According to a statement from the hacker himself who leaked the information as well as experts in the field that ZDNet spoke with, the list was put together by going through the entire internet for devices that exposed their Telnet port. The hacker then tried either to use factory-set default username ids and passwords or customized but easy-to-guess password combinations.

This kind of list, referred to as a ‘bot list’ are a common element of an IoT ‘botnet’ operation. A bot is short for robot and is a self-contained program on the internet that can interact with users such as a player especially in adventure games. Wikipedia says that a botnet is “several Internet-connected devices each of which is running one or more bots. Botnets can be used to perform distributed denial-of-service attack (DDoS attack), steal data, or send spam, and allows the attacker to access the device and its connection.”

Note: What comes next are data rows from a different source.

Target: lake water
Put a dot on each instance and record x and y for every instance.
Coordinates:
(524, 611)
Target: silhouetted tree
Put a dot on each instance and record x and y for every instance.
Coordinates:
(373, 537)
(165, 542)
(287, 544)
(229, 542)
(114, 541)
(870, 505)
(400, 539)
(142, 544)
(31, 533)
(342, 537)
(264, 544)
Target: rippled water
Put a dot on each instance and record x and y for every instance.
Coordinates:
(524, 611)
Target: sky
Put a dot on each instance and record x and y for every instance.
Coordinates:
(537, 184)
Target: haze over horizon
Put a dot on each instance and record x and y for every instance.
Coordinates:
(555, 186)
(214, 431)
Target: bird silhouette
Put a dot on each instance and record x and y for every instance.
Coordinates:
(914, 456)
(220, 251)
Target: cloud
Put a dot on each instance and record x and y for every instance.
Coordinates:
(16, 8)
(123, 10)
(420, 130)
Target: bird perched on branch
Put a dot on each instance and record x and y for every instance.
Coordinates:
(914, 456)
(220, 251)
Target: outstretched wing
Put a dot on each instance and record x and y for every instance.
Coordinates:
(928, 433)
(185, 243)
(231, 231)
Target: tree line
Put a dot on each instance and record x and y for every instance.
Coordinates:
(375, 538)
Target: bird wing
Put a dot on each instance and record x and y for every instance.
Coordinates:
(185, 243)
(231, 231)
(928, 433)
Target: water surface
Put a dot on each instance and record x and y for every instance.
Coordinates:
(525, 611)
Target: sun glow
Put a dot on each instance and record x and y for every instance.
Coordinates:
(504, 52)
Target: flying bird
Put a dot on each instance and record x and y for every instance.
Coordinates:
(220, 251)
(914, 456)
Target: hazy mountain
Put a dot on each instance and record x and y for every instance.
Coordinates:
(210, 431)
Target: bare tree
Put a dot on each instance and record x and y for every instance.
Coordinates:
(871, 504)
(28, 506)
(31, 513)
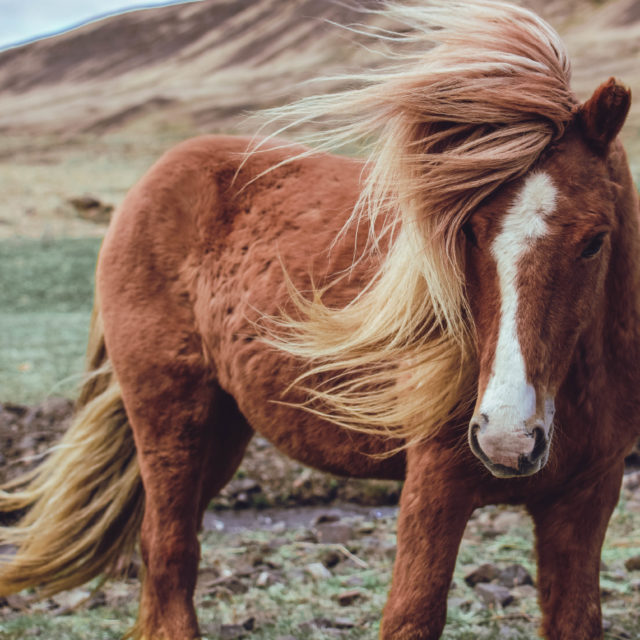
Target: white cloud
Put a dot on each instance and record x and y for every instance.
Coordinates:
(22, 20)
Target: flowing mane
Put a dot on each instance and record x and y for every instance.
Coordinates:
(483, 93)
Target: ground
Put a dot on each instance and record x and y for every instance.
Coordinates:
(293, 554)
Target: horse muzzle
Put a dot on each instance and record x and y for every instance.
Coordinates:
(510, 451)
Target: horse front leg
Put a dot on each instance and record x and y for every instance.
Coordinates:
(435, 505)
(570, 531)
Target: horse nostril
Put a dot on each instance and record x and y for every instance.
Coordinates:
(540, 445)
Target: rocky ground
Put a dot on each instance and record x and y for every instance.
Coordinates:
(290, 554)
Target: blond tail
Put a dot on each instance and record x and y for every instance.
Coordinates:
(83, 505)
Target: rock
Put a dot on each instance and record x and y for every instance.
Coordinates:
(343, 623)
(265, 579)
(459, 603)
(331, 559)
(514, 575)
(484, 573)
(325, 518)
(354, 581)
(335, 533)
(16, 602)
(493, 594)
(90, 208)
(523, 592)
(318, 571)
(232, 632)
(246, 485)
(347, 598)
(506, 520)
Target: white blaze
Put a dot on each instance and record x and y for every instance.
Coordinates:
(509, 400)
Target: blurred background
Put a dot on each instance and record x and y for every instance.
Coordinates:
(86, 110)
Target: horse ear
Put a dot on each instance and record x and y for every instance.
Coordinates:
(601, 117)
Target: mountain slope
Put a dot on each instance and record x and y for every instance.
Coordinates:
(210, 62)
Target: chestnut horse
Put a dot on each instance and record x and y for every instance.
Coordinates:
(481, 341)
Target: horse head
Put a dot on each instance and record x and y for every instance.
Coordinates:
(537, 256)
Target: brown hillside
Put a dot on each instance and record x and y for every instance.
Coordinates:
(88, 110)
(214, 60)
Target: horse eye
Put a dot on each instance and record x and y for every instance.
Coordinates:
(468, 232)
(594, 246)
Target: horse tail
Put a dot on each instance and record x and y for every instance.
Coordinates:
(78, 514)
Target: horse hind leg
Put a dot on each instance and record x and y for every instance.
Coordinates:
(189, 445)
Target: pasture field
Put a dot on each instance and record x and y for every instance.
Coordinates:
(46, 295)
(276, 582)
(281, 582)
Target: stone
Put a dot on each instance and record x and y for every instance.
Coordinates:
(325, 518)
(331, 558)
(493, 594)
(334, 533)
(524, 591)
(347, 598)
(514, 575)
(484, 573)
(318, 571)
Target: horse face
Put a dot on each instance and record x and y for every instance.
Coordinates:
(536, 262)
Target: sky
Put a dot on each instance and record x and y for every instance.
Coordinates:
(23, 20)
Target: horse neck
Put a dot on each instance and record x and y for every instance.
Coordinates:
(619, 322)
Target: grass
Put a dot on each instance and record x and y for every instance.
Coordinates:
(46, 295)
(295, 604)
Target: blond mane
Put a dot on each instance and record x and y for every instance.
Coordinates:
(480, 90)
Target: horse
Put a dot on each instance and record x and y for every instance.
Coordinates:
(460, 310)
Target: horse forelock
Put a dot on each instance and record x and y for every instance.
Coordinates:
(482, 92)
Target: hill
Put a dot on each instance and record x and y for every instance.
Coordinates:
(89, 109)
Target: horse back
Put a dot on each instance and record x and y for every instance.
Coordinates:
(207, 240)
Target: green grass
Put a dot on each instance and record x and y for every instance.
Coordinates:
(46, 295)
(291, 605)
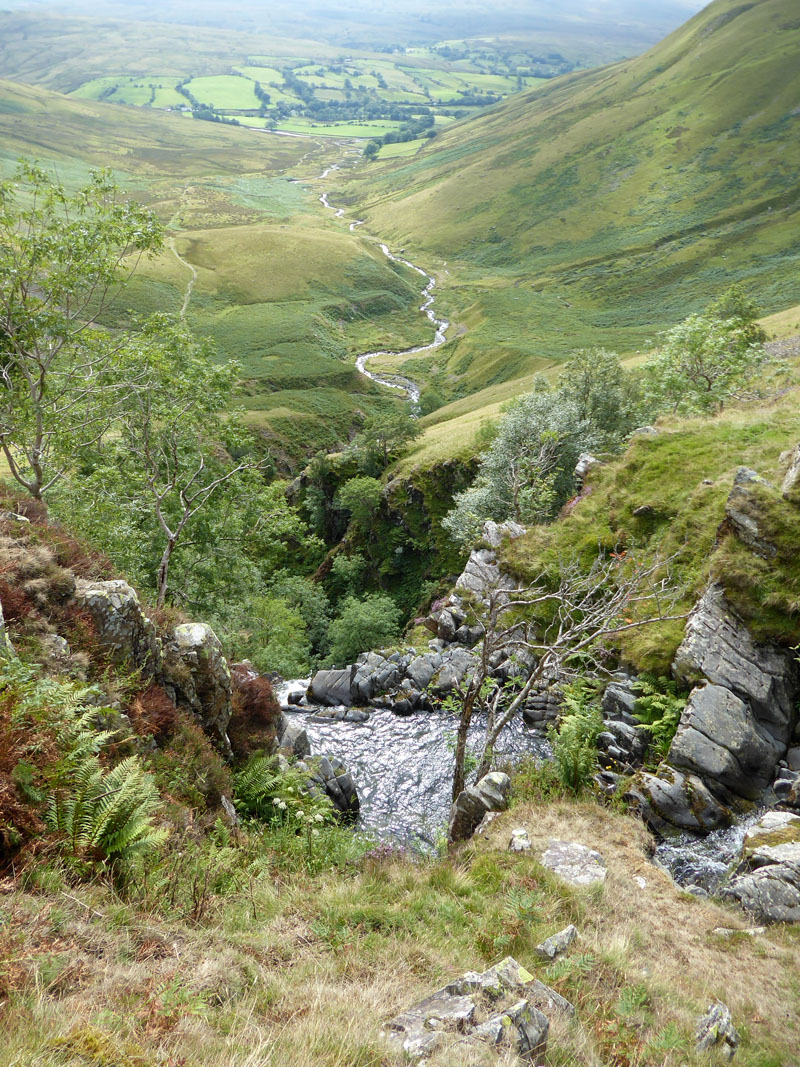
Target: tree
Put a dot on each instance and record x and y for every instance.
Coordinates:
(62, 260)
(382, 438)
(702, 363)
(366, 623)
(361, 497)
(606, 397)
(527, 473)
(553, 632)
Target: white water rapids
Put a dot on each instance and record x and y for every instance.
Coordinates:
(427, 307)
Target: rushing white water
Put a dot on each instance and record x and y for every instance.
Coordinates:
(427, 307)
(402, 765)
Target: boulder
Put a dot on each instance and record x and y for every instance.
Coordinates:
(720, 741)
(671, 799)
(742, 512)
(196, 673)
(716, 1029)
(330, 775)
(490, 794)
(124, 633)
(558, 944)
(332, 687)
(574, 863)
(719, 649)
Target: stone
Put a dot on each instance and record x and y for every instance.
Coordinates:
(520, 841)
(671, 799)
(741, 511)
(770, 893)
(718, 648)
(720, 741)
(523, 1026)
(792, 478)
(716, 1029)
(490, 794)
(329, 774)
(196, 671)
(294, 738)
(574, 863)
(124, 633)
(558, 944)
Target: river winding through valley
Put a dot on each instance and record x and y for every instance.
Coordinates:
(427, 307)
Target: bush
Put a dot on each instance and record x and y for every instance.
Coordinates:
(363, 624)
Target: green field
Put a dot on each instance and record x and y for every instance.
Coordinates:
(605, 206)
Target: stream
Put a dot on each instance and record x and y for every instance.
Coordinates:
(427, 307)
(402, 765)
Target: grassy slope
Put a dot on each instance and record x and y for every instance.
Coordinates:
(281, 286)
(607, 205)
(683, 475)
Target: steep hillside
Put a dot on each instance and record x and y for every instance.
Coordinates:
(608, 204)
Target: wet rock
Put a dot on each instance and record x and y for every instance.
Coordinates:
(792, 478)
(196, 671)
(490, 794)
(332, 687)
(719, 649)
(331, 775)
(716, 1029)
(293, 738)
(520, 841)
(720, 741)
(742, 509)
(556, 945)
(574, 863)
(6, 649)
(671, 799)
(124, 633)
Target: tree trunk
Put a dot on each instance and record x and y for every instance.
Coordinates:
(163, 572)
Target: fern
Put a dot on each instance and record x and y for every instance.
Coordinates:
(575, 742)
(107, 814)
(658, 709)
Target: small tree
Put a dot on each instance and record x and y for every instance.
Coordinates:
(554, 632)
(701, 363)
(62, 261)
(527, 473)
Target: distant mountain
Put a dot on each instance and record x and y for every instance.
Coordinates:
(642, 188)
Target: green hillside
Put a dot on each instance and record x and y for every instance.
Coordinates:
(609, 204)
(278, 284)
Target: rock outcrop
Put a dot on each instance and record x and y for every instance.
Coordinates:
(767, 882)
(490, 794)
(124, 633)
(196, 675)
(504, 1006)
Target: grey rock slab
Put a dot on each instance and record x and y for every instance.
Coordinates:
(716, 1029)
(674, 799)
(556, 945)
(490, 794)
(197, 672)
(720, 739)
(332, 687)
(574, 863)
(520, 841)
(718, 648)
(124, 632)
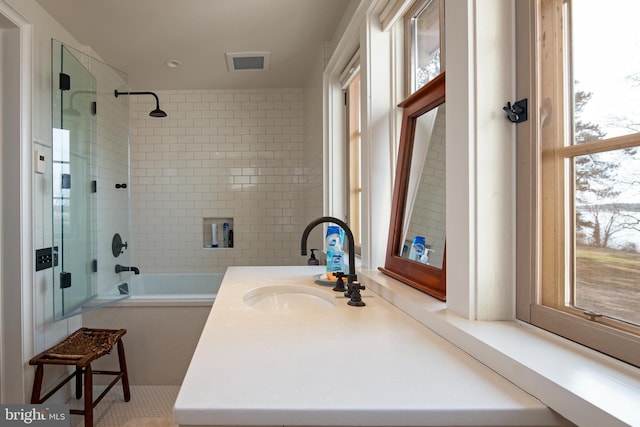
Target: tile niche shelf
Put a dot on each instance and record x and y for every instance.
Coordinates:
(217, 233)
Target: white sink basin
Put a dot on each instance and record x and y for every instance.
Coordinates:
(289, 299)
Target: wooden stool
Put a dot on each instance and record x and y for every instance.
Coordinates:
(80, 349)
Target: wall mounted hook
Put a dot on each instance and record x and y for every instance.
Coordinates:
(516, 112)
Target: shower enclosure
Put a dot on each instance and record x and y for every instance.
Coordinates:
(90, 170)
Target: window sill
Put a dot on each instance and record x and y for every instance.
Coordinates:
(582, 385)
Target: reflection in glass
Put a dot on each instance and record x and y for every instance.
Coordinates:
(89, 150)
(425, 214)
(424, 28)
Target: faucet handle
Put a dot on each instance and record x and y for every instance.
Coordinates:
(356, 298)
(339, 287)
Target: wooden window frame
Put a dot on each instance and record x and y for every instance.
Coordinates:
(544, 247)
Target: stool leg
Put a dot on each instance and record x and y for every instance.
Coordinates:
(78, 382)
(123, 369)
(88, 396)
(37, 384)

Although a few of these bonnet lists have been leaked online in the past, usually they are kept private. According to ZDNet this current published list is the largest leak of Telnet passwords to date.

The list was published online by someone who maintains a DDoS-for-hire service. It happened he said when he upgraded his DDoS service to a new model. The lists that were leaked are from October-November of 2019.  It’s possible that some of the devices are now running on a different IP address or are using different credentials to login.

ZDNet used IoT search engines such as BinaryEdge and Shodan and identified devices all over the world.

Even though users may have changed their IP addresses or passwords, the list is still useful to an expert hacker so there is still a danger of being hacked.

That’s because devices are usually clustered on one Internet Service Provider (ISP). So a hacker could use the IP address on the list, then figure out the service provider (ISP) then re-scan that information and update his list with the latest IP address.

Trusted and vetted security researchers received the credentials list from ZDNet and they in turn will notify ISP and server owners.